Radium is the heaviest alkaline earth metal and behaves chemically like barium — both form insoluble sulfates (RaSO₄, BaSO₄), soluble chlorides, and strongly alkaline hydroxides. This chemical similarity is both the reason the Curies could separate them (slight solubility differences) and the reason radium is biologically dangerous (it substitutes for calcium in bones). Radium metal is silvery-white, tarnishes black in air, and decomposes water. Its compounds show a faint green-blue luminescence.

Radium has been almost entirely replaced by safer alternatives. Cobalt-60 and cesium-137 replaced radium in cancer therapy. Tritium and promethium replaced radium in luminous paint. Americium-241 replaced radium in industrial gauging. Radium-223 (Xofigo) is a modern exception — approved in 2013 for treatment of bone metastases from prostate cancer. As an alpha emitter that targets bone, Ra-223 delivers localized radiation to cancer cells while sparing healthy tissue.

The radium industry left a toxic legacy. The former Radium Luminous Material Corporation site in Ottawa, Illinois, the US Radium factory in Orange, New Jersey, and numerous other sites remain contaminated. Radium-226's 1,600-year half-life means contaminated soil and groundwater remain hazardous for millennia. The EPA Superfund program has spent hundreds of millions on radium remediation. Marie Curie's laboratory notebooks remain too radioactive to handle without protection and are stored in lead-lined boxes at the Bibliothèque nationale.

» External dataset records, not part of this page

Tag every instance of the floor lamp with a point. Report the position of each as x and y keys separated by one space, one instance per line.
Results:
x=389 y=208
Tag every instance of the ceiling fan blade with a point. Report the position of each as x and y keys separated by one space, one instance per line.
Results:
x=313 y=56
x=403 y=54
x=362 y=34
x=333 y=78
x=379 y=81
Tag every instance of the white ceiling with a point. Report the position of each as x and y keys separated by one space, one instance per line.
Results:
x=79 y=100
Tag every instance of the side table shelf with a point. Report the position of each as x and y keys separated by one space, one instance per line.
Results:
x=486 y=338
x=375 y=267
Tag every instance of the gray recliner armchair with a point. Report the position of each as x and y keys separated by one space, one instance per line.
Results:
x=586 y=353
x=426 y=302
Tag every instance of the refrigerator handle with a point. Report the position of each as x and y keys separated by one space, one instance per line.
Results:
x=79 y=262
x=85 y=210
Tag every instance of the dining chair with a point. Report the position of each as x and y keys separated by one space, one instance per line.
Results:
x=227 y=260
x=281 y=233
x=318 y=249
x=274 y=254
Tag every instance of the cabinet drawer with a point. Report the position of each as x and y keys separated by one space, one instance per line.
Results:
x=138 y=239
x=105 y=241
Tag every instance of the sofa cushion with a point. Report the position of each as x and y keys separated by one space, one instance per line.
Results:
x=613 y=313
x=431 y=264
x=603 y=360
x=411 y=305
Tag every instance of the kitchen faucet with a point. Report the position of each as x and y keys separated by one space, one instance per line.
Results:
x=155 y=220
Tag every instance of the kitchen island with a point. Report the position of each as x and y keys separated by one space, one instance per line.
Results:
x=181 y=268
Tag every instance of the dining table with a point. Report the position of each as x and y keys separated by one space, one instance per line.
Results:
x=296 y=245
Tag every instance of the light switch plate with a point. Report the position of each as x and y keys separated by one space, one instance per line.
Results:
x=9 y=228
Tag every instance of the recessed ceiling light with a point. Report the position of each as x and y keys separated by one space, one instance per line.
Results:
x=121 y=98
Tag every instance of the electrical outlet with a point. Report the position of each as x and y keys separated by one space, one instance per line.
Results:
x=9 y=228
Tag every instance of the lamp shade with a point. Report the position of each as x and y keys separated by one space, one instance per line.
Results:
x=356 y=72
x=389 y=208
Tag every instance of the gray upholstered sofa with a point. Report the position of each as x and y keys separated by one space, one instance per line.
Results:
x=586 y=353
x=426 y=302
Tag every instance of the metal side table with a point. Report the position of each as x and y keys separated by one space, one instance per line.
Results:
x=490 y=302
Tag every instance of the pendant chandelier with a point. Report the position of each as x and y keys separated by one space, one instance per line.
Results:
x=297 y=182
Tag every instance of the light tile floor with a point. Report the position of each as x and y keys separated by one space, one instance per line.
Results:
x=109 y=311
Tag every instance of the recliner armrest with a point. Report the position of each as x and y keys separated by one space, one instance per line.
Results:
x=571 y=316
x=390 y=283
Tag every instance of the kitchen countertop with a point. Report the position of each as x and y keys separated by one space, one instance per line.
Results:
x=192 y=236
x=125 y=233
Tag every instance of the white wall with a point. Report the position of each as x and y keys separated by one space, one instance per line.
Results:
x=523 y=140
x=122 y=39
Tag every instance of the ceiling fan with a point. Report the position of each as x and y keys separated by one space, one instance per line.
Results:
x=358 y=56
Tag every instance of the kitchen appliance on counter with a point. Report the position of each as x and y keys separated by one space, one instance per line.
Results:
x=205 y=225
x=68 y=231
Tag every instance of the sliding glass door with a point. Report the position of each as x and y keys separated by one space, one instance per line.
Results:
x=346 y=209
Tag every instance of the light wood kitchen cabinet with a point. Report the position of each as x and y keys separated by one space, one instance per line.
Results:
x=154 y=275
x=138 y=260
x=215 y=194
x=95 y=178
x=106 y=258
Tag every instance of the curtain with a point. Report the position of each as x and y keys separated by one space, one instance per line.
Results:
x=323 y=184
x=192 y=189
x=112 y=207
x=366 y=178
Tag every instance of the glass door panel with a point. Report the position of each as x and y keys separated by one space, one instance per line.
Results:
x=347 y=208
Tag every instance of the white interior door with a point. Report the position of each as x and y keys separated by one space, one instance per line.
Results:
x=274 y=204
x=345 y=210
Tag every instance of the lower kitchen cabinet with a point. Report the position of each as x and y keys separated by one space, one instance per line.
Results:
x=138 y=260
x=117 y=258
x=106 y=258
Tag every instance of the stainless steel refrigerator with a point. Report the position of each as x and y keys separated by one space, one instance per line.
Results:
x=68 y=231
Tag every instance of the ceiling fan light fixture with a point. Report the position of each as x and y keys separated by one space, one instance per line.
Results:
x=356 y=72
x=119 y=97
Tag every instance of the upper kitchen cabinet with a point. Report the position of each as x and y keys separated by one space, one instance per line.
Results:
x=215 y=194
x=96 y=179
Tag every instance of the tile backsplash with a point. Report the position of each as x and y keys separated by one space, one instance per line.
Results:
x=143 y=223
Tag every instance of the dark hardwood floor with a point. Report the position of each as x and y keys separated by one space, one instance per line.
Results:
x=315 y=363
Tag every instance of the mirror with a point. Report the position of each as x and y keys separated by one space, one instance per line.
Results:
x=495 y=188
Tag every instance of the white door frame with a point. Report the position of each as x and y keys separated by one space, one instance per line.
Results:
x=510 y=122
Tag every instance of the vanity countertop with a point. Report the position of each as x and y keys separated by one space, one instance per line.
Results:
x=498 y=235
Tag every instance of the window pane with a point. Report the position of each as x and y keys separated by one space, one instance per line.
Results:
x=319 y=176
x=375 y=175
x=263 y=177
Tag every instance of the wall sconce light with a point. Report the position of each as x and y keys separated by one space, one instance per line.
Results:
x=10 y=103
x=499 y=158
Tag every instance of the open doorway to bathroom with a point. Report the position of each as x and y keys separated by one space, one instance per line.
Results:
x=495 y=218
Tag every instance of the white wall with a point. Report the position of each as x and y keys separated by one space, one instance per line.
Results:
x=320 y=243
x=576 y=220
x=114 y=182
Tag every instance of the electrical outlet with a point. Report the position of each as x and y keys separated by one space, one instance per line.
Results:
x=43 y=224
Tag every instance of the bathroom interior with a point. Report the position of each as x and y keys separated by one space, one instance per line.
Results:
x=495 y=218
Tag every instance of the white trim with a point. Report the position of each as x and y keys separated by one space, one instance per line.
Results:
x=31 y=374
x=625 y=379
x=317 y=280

Record radium's key data: atomic number 88, density 5.5 g/cm³, melting point 700°C, silvery-white alkaline earth metal. Radium defined the age of radioactivity — the element that made Marie Curie a legend, inspired a generation of nuclear scientists, killed the workers who handled it carelessly, and laid the foundation for radiation therapy that saves lives today. Its story is the most complete illustration in all of chemistry that understanding a powerful force requires both courage and respect.